= William Leake (cricketer) =

English cricketer (1831-1918)

William Martin Leake (23 April 1831 – 25 August 1918) was an English civil engineer and industrialist and a cricketer who played first-class cricket for Cambridge University, the Marylebone Cricket Club and other amateur sides in the 1850s. He was born at Marylebone in London and died at Newnham on Severn, Gloucestershire.

Educated at Rugby School and St John's College, Cambridge, Leake was placed 24th in the list of Wranglers in 1854. As a cricketer, he played as a batsman, sometimes opening the innings but more often in the middle order; it is not known if he was right-handed or left-handed. His figures are not impressive by modern standards, but he retained his place in the Cambridge team across four summers and appeared four times, from 1851 to 1854, in the annual University match against Oxford. His best innings came in his first appearance in this fixture in 1851, when he opened the batting and made a score of 66, which was the highest innings of the match.

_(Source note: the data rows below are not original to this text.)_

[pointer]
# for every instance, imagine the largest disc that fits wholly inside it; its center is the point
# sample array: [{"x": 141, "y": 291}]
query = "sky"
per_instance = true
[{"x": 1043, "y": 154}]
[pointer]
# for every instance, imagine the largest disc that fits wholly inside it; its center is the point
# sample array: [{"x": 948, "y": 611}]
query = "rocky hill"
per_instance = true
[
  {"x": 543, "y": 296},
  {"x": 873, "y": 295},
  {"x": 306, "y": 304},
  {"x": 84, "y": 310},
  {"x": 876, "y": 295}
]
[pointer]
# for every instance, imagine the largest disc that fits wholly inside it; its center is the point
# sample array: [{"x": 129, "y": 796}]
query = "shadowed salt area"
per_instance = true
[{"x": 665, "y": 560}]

After graduating from Cambridge he played one game for a "Gentlemen of England" side in the summer of 1854 and once for MCC in 1858.

After graduating, Leake appears to have gone to Sri Lanka, then called "Ceylon", as a civil engineer but then to have become involved in the introduction tea and cinnamon as crops on the island. By 1873, he had returned to England and was manager of a cement works at Blackwall in London, and he is recorded as such in the 1881 England and Wales census, when he was living in West Dulwich. He retained interests in Sri Lankan tea plantations and as late as 1898 he was representing "tea interests" in Ceylon to a committee debating future currency arrangements for India.